他聽到蕭韶的聲音也有些飄忽:“不然?你怎會和一個女孩子訂下娃娃親?”
林疏覺得自己下一刻就要窒息而亡:“我不和女孩子訂娃娃親,難道要和男人訂?”
蕭韶道:“你和男人定親,這不是天經地義的事情麼?”
林疏的腦袋空白了。
半晌,他艱難吐字道:“你的意思是......我是女孩子?”
他感到蕭韶沉默了。
下一刻,他脖子處忽然十分不舒服,劇烈地咳了起來。
蕭韶一下下順著他的背,聲音有點緊張:“怎麼了?”
林疏邊咳,邊感覺有熟悉的熱流遊走在肩頸和臉上,和吃下幻容丹時的感覺類似。
他按著自己的脖子,感覺一個凸起逐漸冒了出來。
當初吃下幻容丹後,因為要女裝,他把自己的喉結往裡按了按,那東西原本就不是非常明顯,按進去便一點都看不出來了。
現在又恢複原狀,大約是幻容丹的藥效過去了。
林疏放開按著脖頸的手,有氣無力道:“幻容丹的藥效過了。”
下一刻,他感到蕭韶的動作停住了。
房間中,令人窒息的寂靜。
一時之間,林疏竟然不知道該心疼自己,還是心疼蕭韶。
他絕望地從蕭韶懷裡出來,把自己埋進了被子裡。
蕭韶沒有阻攔他。
一聲門響,那位大娘進來了。
“哎,這是怎麼啦?吵架了?剛才我往窗戶裡瞧,不是還在又親又抱的嗎?”大娘的嗓門十分大:“蕭相公,這就是你的不對啦!娘子才剛醒,怎麼就跟她置氣了呢?”
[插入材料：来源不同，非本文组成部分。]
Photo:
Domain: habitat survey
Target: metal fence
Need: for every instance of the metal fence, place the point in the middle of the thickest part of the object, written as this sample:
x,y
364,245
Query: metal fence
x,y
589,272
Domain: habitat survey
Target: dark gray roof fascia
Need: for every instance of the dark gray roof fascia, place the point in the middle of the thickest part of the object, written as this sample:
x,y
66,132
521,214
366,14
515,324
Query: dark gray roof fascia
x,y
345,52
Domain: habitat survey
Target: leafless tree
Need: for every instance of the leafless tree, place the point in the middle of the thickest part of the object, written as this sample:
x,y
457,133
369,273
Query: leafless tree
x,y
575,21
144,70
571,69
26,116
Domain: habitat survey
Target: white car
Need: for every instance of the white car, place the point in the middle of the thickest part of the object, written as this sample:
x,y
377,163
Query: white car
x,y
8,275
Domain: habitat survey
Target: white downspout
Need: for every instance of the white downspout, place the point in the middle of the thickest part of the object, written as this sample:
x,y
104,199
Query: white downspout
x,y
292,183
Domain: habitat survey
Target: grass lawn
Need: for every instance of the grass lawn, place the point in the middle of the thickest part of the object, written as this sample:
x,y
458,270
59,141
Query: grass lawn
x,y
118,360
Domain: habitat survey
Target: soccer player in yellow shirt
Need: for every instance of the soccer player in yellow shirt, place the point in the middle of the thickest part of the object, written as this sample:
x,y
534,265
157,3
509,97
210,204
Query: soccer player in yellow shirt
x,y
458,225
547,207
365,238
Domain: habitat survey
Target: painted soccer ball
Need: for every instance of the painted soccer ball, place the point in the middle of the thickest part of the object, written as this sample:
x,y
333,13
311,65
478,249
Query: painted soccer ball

一陣腳步聲,大娘走近,強行撥開林疏的被子,把他的左手拉出來,另一隻手拉過來了蕭韶的右手,把兩隻手放在一起:“為了小事發脾氣,回頭想想又何必!少年夫妻,哪有什麼氣好生的?來,到底怎麼啦?說給大娘聽聽!”
沒有,沒有什麼可生氣的。
我隻是做了個夢。
我現在該醒了。
讓我醒。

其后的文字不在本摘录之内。